Here, the validator calls judge_tone_with_llm, which sends a review prompt to another LLM (e.g., GPT-4). That second model decides whether the original output is polite and returns "Yes" or "No". The validator interprets "Yes" as True (Pass) and "No" as False (Fail).

4.3 Managing Cost and Scalability

Using a second LLM for validation imposes additional compute costs, especially if you run these checks in real time. However, recall the strategy from Section 4:

  • You do not need to generate new outputs just for testing.
  • Leverage the existing (input, output) data collected during normal application usage.
  • You can run these Generative Conditional Validators offline or in a separate pipeline, perhaps at lower traffic times or on a schedule.
  • Sample from your user logs to keep costs predictable (e.g., only 10% of data or a randomized subset if volume is high).

4.4 Incorporating Generative Conditional Validators into Experiments

Once you have defined these specialized LLM-based checks, they can be plugged right into your reliability experiments the same way you plug in any other validator. For instance:

from src.experiment import Experiment

exp = Experiment(
    name="generative_conditional_experiment",
    validators=[tone_validator],
    inputs=database_inputs,  # Provided by production logs
    num_to_generate=0,  # Because we already have outputs
    outputs=database_outputs  # Pulled from logs (note: 'outputs' not 'precomputed_outputs')
)

# Running the experiment
exp.run()

Just like other validators, each Generative Conditional Validator produces a pass/fail ratio, stored in your aggregated Cat Scores. Over time, you can track how well your system meets more complex criteria, such as ethical compliance or factual accuracy, using a single scoreboard.

4.5 Summary of Benefits

  • Centralized, Automated Review: A second LLM acts like a “co-pilot” that systematically enforces higher-level or more subjective rules.
  • Immediate Adaptation: Prompt updates on the validator LLM can quickly reflect new ethics guidelines or style preferences.
  • Rich Auditing and Monitoring: Reliability experiments track compliance rates for tone, ethics, or accuracy over time, providing transparent metrics to stakeholders.
  • Minimal Overhead for Production Data: By leveraging already collected input-output logs, you avoid regenerating expensive outputs solely for validation.

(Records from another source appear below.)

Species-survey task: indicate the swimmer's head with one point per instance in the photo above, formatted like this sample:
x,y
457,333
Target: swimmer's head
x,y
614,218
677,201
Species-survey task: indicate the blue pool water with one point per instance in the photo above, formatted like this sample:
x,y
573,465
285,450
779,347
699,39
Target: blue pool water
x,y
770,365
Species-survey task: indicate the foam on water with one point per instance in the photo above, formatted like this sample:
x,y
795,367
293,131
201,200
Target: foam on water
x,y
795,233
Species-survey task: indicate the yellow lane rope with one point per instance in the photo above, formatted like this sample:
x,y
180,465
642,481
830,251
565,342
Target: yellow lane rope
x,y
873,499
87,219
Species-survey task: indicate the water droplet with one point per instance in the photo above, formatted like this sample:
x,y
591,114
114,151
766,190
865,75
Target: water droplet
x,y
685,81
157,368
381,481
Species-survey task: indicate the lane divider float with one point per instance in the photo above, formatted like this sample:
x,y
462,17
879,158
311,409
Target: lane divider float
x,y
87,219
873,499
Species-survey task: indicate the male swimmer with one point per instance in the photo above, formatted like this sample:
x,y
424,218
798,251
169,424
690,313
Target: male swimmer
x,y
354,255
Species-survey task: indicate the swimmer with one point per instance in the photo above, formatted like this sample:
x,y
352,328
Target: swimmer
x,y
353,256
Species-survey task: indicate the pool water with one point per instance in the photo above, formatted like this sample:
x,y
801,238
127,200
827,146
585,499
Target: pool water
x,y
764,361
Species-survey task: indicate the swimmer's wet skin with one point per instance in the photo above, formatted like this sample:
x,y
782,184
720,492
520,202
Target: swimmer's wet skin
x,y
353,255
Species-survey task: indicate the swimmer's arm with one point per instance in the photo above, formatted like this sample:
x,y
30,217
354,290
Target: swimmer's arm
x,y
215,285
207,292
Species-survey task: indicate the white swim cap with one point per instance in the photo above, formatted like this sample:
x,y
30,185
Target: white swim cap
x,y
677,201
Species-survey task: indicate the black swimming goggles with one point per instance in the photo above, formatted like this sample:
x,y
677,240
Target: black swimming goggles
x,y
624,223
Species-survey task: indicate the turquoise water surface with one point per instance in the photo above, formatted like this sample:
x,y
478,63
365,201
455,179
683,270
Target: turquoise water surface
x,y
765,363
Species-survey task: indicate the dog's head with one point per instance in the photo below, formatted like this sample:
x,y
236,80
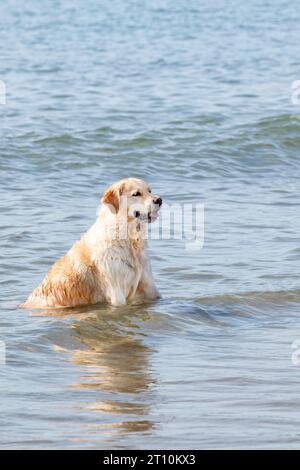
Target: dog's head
x,y
133,197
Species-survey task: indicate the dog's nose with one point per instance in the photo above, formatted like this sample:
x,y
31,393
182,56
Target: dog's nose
x,y
158,201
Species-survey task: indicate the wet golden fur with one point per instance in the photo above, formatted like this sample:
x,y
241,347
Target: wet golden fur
x,y
109,264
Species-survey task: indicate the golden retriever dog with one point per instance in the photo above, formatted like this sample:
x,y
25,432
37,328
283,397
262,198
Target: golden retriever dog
x,y
109,264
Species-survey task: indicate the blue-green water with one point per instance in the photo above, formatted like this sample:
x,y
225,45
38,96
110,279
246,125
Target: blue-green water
x,y
196,98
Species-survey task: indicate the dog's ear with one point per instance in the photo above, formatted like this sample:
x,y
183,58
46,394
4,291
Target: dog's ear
x,y
112,198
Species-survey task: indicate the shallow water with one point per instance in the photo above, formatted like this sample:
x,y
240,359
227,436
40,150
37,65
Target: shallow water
x,y
195,98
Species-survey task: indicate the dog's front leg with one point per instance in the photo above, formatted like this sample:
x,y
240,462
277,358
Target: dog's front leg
x,y
147,289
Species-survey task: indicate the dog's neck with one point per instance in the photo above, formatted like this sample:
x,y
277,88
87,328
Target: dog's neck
x,y
111,228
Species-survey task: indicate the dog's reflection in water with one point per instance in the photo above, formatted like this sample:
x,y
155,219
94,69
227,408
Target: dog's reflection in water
x,y
114,361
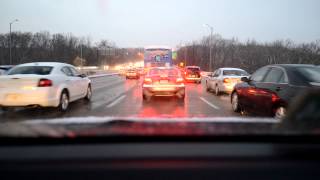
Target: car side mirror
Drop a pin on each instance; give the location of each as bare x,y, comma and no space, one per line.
245,79
83,75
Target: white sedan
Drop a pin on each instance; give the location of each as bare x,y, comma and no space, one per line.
43,84
223,80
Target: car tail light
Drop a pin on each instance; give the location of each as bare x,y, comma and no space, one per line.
147,80
45,83
226,80
179,80
274,97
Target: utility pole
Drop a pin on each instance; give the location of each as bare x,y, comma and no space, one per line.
10,54
211,38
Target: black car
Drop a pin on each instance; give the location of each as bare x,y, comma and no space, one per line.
270,89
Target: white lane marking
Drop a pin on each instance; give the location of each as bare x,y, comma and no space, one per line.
116,101
209,103
94,120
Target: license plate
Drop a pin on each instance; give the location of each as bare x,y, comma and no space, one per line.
13,97
163,81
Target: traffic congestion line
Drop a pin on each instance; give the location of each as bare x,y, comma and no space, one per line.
115,102
209,103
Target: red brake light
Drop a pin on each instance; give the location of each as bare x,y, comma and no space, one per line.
45,83
147,80
227,80
274,97
179,80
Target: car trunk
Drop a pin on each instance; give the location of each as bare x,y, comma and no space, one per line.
19,81
164,80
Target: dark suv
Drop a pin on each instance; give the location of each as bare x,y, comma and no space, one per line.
192,74
271,88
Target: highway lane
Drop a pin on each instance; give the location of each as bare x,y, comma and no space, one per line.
116,97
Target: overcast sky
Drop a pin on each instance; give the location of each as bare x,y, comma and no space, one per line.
132,23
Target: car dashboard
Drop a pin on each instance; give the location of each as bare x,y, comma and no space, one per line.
229,157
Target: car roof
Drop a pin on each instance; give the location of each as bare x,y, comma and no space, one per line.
290,66
45,64
232,69
163,68
192,67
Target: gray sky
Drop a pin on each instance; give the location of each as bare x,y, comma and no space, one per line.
132,23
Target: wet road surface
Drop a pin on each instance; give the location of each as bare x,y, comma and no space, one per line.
114,96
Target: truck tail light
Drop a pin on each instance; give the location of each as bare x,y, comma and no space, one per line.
147,80
179,80
45,83
226,80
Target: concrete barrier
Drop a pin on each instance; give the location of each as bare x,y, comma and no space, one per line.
103,75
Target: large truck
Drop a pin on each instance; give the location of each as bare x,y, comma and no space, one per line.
157,56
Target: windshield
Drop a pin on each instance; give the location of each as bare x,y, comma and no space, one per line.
137,67
193,69
234,73
37,70
164,72
312,74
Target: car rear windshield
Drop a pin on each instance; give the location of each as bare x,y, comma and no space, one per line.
312,74
234,73
38,70
168,72
193,69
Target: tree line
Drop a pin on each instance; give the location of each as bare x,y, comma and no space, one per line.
43,46
248,55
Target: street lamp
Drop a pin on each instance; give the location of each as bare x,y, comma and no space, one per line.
211,34
16,20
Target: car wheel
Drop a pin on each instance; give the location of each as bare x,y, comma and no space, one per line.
64,101
89,93
280,112
146,98
181,98
235,102
4,109
217,91
207,88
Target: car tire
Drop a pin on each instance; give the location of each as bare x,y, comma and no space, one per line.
89,94
146,98
235,102
4,109
280,112
208,88
216,91
64,101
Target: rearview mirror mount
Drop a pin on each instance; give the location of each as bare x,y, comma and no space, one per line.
245,79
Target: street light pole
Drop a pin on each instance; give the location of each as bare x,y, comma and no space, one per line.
16,20
211,38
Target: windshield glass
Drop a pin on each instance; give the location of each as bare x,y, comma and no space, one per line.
137,67
234,73
37,70
164,72
193,69
312,74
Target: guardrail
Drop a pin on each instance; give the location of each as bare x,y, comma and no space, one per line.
103,75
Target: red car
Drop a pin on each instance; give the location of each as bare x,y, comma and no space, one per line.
271,89
132,74
163,81
192,74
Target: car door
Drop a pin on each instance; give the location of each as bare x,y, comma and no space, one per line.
70,82
249,93
275,83
210,79
79,82
215,78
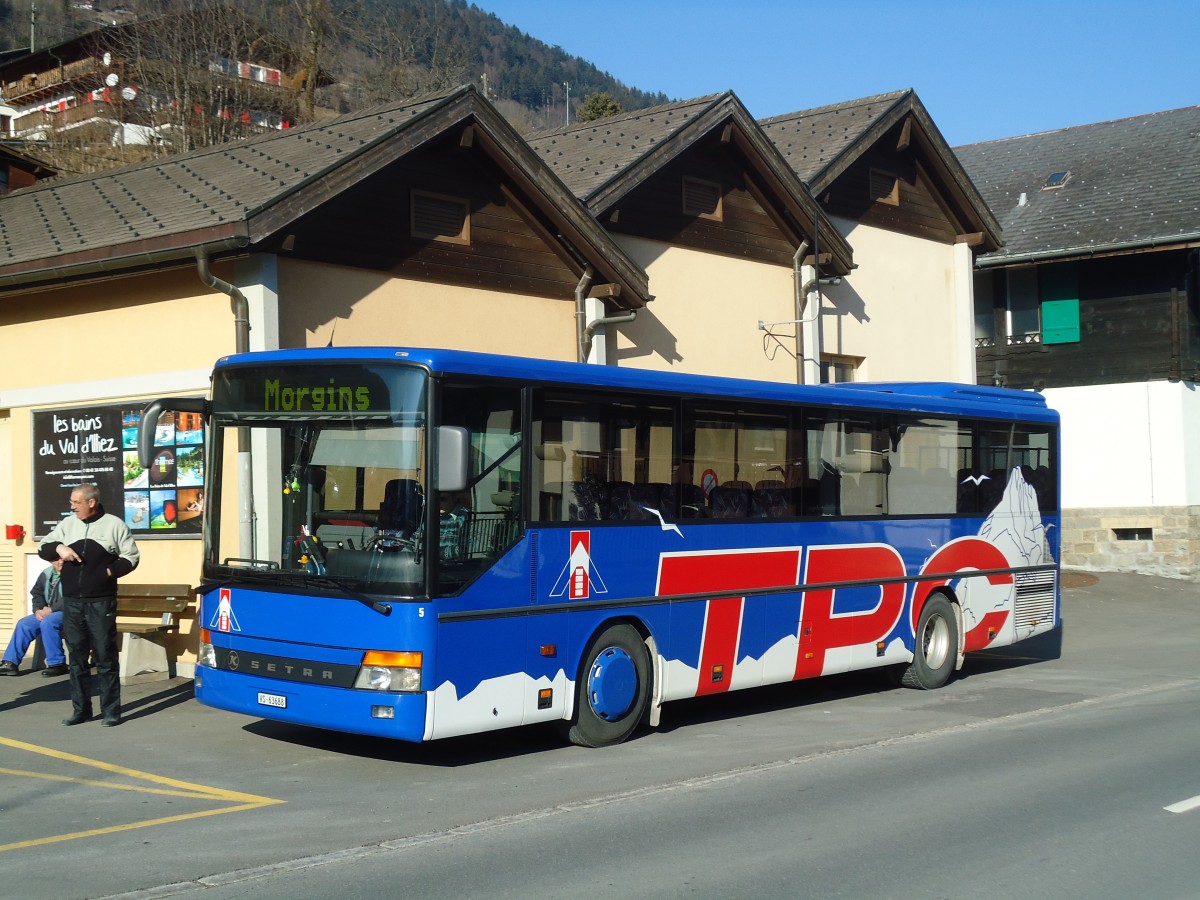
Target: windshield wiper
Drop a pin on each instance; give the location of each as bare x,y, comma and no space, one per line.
299,581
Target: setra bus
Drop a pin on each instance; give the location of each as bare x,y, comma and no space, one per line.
423,543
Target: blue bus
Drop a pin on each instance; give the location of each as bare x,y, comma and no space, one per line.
424,543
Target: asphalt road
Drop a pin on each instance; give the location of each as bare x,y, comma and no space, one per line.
1062,778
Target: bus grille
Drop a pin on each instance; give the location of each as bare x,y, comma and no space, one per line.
1035,598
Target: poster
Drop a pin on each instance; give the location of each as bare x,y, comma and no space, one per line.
100,444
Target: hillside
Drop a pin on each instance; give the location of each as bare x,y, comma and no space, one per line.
370,51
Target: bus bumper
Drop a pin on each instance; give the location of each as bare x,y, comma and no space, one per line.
400,717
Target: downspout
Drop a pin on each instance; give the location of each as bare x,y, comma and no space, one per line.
597,323
581,315
240,307
802,294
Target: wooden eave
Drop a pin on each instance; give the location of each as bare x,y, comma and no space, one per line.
726,118
581,239
959,198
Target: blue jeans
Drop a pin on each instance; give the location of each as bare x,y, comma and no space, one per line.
25,633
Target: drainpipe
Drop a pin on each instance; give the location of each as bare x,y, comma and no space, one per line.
802,294
240,307
581,313
597,323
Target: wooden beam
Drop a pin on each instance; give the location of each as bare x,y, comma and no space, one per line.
605,292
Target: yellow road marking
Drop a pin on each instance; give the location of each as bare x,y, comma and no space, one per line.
171,787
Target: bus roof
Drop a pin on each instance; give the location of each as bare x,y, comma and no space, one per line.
909,396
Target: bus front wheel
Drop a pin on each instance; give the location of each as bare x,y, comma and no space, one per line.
612,689
937,646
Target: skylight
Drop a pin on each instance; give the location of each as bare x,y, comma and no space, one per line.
1055,180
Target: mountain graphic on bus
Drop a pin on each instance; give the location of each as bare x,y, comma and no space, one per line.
580,577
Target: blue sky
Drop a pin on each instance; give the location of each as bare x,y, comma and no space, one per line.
983,70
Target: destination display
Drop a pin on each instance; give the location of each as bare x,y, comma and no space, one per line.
318,390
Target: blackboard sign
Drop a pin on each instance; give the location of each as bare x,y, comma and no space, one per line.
100,444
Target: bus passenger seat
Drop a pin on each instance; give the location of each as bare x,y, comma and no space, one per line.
731,502
403,503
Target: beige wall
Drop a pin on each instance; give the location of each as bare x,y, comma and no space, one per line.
705,315
360,307
898,310
115,340
155,335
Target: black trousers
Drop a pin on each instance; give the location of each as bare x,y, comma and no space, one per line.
89,628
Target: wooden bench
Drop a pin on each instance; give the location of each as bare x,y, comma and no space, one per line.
155,610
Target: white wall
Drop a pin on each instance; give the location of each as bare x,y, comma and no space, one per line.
1128,444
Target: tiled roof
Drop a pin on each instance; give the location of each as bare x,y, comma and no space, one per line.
215,190
587,155
600,162
237,195
1134,183
811,139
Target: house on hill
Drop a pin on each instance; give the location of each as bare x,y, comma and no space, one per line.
1093,300
425,223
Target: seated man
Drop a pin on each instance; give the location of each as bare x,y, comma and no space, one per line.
47,619
451,525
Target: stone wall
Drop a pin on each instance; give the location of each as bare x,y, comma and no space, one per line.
1111,539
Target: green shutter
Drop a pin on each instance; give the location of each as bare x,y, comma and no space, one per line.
1059,286
1060,322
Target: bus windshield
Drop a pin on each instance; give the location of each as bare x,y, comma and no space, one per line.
322,478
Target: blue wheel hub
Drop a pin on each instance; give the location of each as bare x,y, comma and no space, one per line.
612,684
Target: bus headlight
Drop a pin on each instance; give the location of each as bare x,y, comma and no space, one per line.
390,671
207,655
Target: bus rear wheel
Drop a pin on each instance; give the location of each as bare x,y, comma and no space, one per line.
937,646
612,689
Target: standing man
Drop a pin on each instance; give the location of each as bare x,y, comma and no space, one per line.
45,621
96,550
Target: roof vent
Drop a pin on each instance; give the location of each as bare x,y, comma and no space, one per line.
1055,180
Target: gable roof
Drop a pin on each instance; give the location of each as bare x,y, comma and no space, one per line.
603,161
1134,183
239,196
821,143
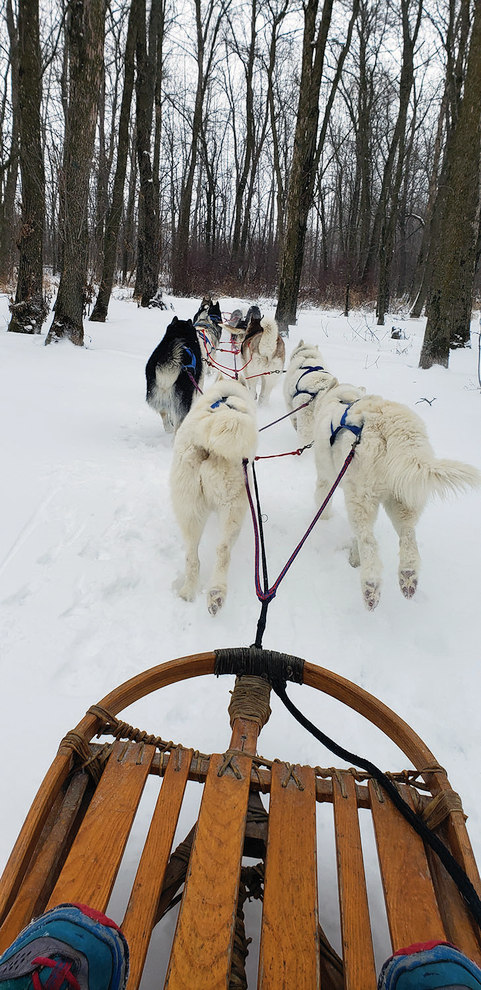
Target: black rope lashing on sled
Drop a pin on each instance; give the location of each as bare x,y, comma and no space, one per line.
259,663
462,881
278,668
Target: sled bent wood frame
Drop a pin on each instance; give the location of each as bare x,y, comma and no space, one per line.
73,840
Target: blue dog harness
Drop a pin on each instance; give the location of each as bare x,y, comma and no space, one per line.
215,405
193,362
343,425
307,371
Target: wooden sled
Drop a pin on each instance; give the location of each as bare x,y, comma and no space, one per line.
73,840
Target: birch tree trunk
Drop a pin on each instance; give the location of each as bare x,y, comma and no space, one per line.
450,302
29,309
85,50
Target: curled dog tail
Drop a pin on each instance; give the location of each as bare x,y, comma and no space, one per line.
270,333
447,477
415,480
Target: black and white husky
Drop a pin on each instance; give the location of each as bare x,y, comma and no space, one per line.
174,373
208,323
207,476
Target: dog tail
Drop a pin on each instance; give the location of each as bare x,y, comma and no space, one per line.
419,479
448,477
270,333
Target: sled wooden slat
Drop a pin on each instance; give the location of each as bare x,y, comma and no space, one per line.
205,927
40,879
411,905
141,910
74,837
289,952
91,867
456,917
358,955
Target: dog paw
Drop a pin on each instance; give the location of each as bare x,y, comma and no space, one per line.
215,600
354,558
371,594
408,582
186,592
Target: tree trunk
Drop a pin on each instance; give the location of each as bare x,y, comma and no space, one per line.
148,253
302,174
307,150
205,50
29,309
450,303
389,221
85,44
114,215
7,205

Generative Conditional Validators are a natural extension of the reliability testing framework, enabling you to measure and enforce nuanced constraints on your LLM-based system—well beyond the scope of simple string or pattern checks. This approach elevates reliability testing to address real-world concerns of tone, ethics, and correctness in a systematic, continuous fashion.

Conclusion

The CAT framework provides a structured approach to reliability testing for LLM-based systems through validators, experiments, and continuous monitoring. The Reliability Tensor enables comprehensive analysis across multiple dimensions (inputs × outputs × validators), while support for both programmatic and generative validators ensures flexibility. By leveraging precomputed production data, the framework achieves efficient testing at scale without additional LLM calls. This systematic approach helps teams maintain consistent system behavior, track performance trends, and adapt to evolving requirements.